NEIGHBORS : Baby Beauties : A veterans’ group is gearing up for its baby pageant, complete with swimsuit competition.
This weekend the California Veterans Advocacy Corp. will hold the preliminary round of its Ventura County baby beauty pageant. But the real action takes place May 27 at the Doubletree Hotel when the swimsuit competition gets under way. That’s right, baby bathing beauties.
“The judges will look at how cute they are right then,” organizer Dee Newcomb said. “Babies over six months have to wear bathing suits because sometimes the well-to-do parents spend $200-$300 for a tux and the judges are saying, ‘Ooh, look at that pretty suit’ and not ‘Ooh, look at that pretty baby.’ And the welfare parents can’t afford the expensive suits.”
Newcomb is a perfect choice to work on the event. He’s not only a veteran of the army, but a former baby beauty as well.
“I won second place for beauty and I was named champion chubby in a contest,” he said. “When I grew up I thought it was neat. It wasn’t depressing or nothing. I knew I was chubby.”

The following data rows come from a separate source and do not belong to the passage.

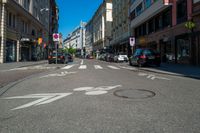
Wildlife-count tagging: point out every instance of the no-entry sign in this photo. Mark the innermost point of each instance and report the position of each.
(56, 37)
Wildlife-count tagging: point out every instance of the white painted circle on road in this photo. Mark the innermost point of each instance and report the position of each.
(83, 89)
(93, 93)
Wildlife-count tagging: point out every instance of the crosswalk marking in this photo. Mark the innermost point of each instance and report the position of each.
(98, 67)
(113, 67)
(67, 67)
(83, 67)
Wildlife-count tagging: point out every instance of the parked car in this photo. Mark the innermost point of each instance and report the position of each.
(121, 58)
(61, 58)
(145, 56)
(102, 57)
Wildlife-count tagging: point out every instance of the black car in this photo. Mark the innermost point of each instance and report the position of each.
(145, 56)
(61, 58)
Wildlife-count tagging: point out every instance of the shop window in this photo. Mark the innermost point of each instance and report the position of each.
(147, 3)
(158, 23)
(181, 11)
(183, 51)
(139, 9)
(166, 18)
(151, 26)
(10, 19)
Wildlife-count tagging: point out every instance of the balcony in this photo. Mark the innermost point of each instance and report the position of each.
(148, 13)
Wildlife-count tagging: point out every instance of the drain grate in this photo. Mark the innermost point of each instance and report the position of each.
(134, 93)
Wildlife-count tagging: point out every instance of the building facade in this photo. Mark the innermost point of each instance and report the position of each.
(89, 38)
(76, 39)
(53, 26)
(196, 30)
(120, 26)
(102, 23)
(162, 25)
(24, 30)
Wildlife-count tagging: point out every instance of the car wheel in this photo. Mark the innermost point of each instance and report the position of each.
(158, 65)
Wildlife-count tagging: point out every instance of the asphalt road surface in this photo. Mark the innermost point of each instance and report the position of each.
(90, 96)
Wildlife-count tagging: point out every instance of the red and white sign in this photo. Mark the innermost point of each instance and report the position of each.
(56, 37)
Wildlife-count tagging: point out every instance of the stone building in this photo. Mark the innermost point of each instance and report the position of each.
(24, 30)
(120, 27)
(102, 23)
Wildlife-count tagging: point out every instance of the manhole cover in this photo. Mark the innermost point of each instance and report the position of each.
(134, 93)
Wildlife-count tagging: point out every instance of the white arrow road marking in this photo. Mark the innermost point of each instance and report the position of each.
(97, 90)
(83, 88)
(113, 67)
(142, 74)
(22, 68)
(58, 74)
(162, 78)
(129, 68)
(67, 67)
(83, 67)
(150, 76)
(81, 62)
(98, 67)
(44, 99)
(101, 90)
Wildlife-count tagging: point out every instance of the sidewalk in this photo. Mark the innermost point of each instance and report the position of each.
(5, 66)
(174, 69)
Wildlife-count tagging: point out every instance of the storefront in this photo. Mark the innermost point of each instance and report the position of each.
(25, 49)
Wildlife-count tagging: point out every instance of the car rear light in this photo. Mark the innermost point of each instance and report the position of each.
(143, 57)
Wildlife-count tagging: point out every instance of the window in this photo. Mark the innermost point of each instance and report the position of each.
(139, 9)
(14, 21)
(10, 19)
(147, 3)
(181, 11)
(167, 20)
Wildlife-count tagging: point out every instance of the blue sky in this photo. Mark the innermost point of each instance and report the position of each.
(71, 12)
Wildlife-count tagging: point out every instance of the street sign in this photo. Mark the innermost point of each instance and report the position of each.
(132, 41)
(56, 37)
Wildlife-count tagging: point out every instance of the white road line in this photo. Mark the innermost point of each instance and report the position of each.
(113, 67)
(54, 99)
(33, 103)
(67, 67)
(129, 68)
(83, 67)
(81, 62)
(98, 67)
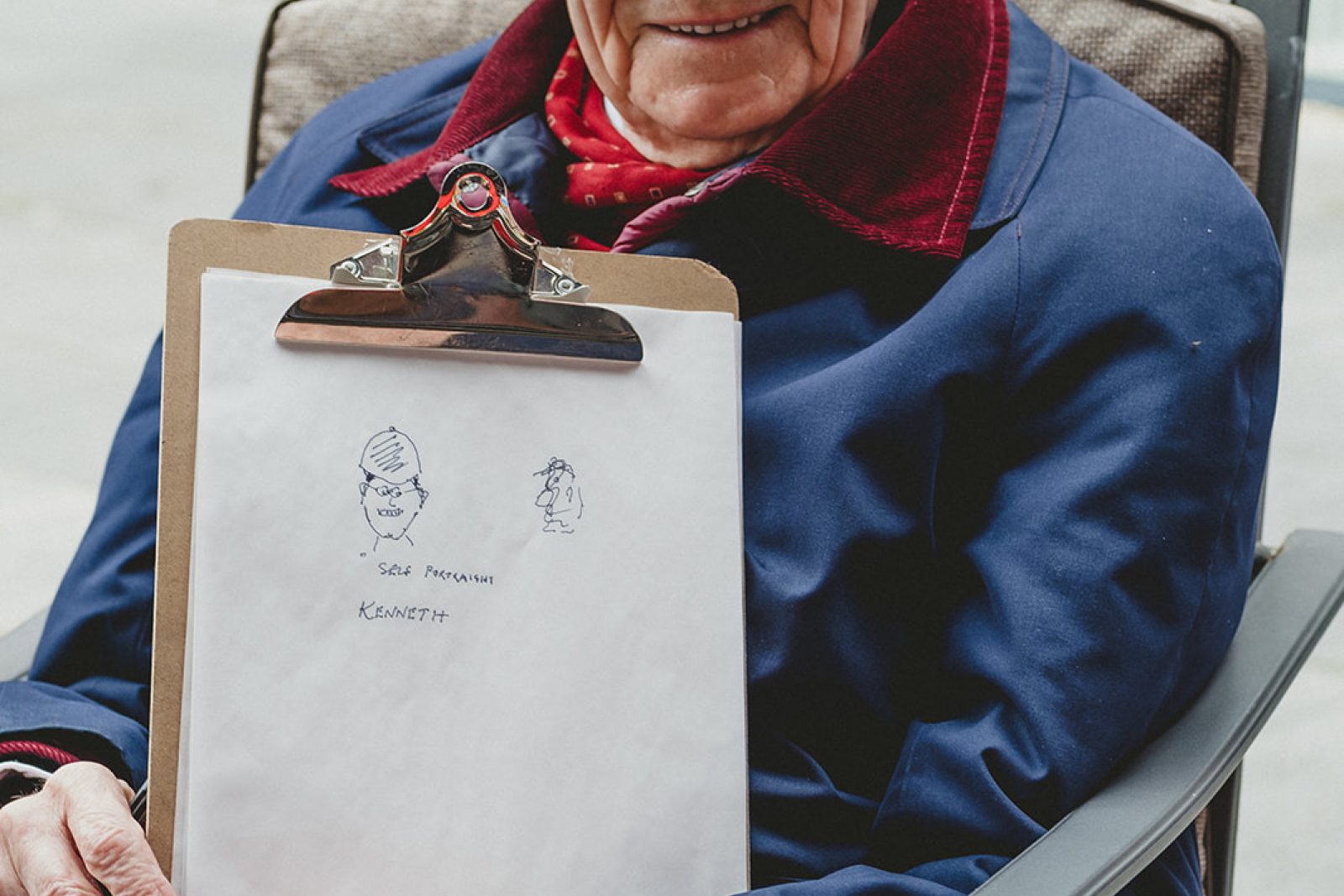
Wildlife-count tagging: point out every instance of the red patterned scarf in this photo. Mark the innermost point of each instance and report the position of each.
(611, 181)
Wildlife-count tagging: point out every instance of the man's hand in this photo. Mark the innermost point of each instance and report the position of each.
(73, 835)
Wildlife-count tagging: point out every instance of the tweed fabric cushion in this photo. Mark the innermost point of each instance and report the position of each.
(319, 50)
(1202, 62)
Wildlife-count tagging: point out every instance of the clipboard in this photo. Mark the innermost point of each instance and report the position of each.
(276, 249)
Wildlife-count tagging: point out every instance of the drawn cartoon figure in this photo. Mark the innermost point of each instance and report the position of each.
(391, 493)
(559, 497)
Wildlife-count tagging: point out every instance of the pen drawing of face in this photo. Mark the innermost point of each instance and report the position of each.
(391, 493)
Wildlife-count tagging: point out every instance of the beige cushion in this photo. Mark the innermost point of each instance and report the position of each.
(1202, 62)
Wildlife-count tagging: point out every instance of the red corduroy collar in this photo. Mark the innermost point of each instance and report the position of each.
(922, 107)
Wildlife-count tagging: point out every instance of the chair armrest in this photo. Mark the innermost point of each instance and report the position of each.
(1105, 842)
(18, 647)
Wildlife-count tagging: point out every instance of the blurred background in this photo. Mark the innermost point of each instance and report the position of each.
(120, 118)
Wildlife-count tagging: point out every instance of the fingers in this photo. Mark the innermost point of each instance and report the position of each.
(112, 846)
(78, 829)
(40, 856)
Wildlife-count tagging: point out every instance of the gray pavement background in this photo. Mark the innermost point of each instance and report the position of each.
(120, 118)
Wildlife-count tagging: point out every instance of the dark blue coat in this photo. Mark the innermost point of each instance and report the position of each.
(999, 510)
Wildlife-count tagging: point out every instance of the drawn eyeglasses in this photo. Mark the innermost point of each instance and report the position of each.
(391, 490)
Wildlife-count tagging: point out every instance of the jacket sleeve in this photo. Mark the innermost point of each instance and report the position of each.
(1097, 584)
(89, 687)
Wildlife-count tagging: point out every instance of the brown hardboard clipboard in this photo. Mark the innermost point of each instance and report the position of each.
(198, 244)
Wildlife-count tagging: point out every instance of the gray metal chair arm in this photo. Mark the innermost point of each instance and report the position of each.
(18, 647)
(1106, 841)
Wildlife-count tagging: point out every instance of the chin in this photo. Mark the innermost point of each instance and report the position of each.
(716, 113)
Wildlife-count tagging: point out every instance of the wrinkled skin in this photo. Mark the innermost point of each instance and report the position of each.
(77, 831)
(701, 101)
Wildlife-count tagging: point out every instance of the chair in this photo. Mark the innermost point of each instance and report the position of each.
(1233, 76)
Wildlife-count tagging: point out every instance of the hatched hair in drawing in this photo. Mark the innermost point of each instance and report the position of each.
(391, 492)
(561, 499)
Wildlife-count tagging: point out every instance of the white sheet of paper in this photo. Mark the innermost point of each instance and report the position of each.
(537, 685)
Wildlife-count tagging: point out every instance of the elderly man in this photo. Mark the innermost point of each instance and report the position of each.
(1010, 352)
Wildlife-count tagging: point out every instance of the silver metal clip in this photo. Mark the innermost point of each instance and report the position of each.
(467, 277)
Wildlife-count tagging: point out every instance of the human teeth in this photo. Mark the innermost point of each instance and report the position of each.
(719, 29)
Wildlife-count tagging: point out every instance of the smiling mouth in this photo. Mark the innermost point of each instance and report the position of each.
(719, 27)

Speaking of babies, few people around town are more familiar with them than Melody Young. She has four children, with a fifth due in about a week. The birth date is good timing because it coincides with the end of her term as president of the Ventura Mothers of Twins Club next week.

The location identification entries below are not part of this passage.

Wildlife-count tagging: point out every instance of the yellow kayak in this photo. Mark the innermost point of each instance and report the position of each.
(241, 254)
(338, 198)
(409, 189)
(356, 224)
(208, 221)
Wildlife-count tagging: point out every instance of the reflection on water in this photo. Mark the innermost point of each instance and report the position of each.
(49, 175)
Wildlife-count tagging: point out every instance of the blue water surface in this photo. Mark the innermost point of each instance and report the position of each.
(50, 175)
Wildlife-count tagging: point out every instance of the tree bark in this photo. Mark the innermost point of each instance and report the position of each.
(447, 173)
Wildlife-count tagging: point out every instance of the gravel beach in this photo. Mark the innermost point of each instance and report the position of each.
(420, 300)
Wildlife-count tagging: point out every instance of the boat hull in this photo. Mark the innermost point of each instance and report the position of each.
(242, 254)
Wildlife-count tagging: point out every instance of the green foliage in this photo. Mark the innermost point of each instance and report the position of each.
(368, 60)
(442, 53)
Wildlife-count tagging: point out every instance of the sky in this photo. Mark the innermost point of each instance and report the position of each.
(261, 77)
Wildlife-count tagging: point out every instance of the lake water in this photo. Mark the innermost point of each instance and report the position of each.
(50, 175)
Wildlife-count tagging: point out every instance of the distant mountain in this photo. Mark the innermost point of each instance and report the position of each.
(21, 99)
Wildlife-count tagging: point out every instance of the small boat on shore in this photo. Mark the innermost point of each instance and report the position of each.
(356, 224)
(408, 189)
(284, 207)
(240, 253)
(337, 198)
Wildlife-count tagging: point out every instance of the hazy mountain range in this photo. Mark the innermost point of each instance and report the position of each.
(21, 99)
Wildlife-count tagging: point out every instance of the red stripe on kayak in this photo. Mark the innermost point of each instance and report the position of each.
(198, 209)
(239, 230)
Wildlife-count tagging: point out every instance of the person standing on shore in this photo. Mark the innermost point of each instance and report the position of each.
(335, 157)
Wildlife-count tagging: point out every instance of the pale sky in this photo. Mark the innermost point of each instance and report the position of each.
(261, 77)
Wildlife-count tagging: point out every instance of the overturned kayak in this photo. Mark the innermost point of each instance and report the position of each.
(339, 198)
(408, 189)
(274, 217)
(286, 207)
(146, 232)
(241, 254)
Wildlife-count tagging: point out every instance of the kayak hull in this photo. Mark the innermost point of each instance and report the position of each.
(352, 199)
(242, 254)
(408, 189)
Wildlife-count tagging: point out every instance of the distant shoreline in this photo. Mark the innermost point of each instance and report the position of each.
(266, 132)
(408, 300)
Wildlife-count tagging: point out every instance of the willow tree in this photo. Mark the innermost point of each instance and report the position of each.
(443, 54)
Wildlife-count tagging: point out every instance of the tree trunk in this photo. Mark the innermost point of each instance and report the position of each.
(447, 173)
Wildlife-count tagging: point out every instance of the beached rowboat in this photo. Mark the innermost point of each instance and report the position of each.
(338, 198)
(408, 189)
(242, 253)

Yes, she has a 5-year-old pair of her own.
“Because I’m a twin myself, they looked really early in the pregnancy and said no, I wasn’t going to have twins,” she said. “Then about midway through they changed their minds. My initial reaction was hysterical laughter.”
The 45-member local Mothers of Twins chapter is part of a nationwide organization that, among other things, offers its members discussion groups, clothing exchanges and diapers.
“You’re probably changing 140 diapers a week,” Young said. “If you’re not feeding them, you’re changing them, is what it boils down to.”
Mesa Union School in Somis will celebrate its 50th anniversary May 20, and for the occasion, Bonnie Wascher’s class of gifted fourth- through seventh-graders have dug up some interesting documents.
By going through a couple of boxes of papers and interviewing people associated with the school, the students found information dating back to the ‘20s.
For one, hiring was done differently decades ago. “We saw a resume of a man who had applied for a job,” Wascher said. “It was with a photo and an envelope with a 3-cent stamp. The resume gave his height and weight. As far as we could tell, he wasn’t hired.”
It’s a safe bet that no one will be playing chess at the Thousand Oaks Community Center Saturday. human tick-tack-toe maybe, but not chess. What else would you expect on Crazy Games Day, for 6- to 12-year-olds.
There will be a watermelon-eating contest, an obstacle toss, Simon Un-Says, bobbing for doughnuts (powdered, of course) and a water balloon toss. And what better way to get the kids in the mood than with a good handshake.
“I ask them to shake hands in the craziest way they can possible find,” said Mike Gonzalez, the organizer of the event and a Leisure Studies and Recreation student at Cal State Northridge. “Possibly I’ll have them shake their feet. That works real well if they don’t lose their balance.”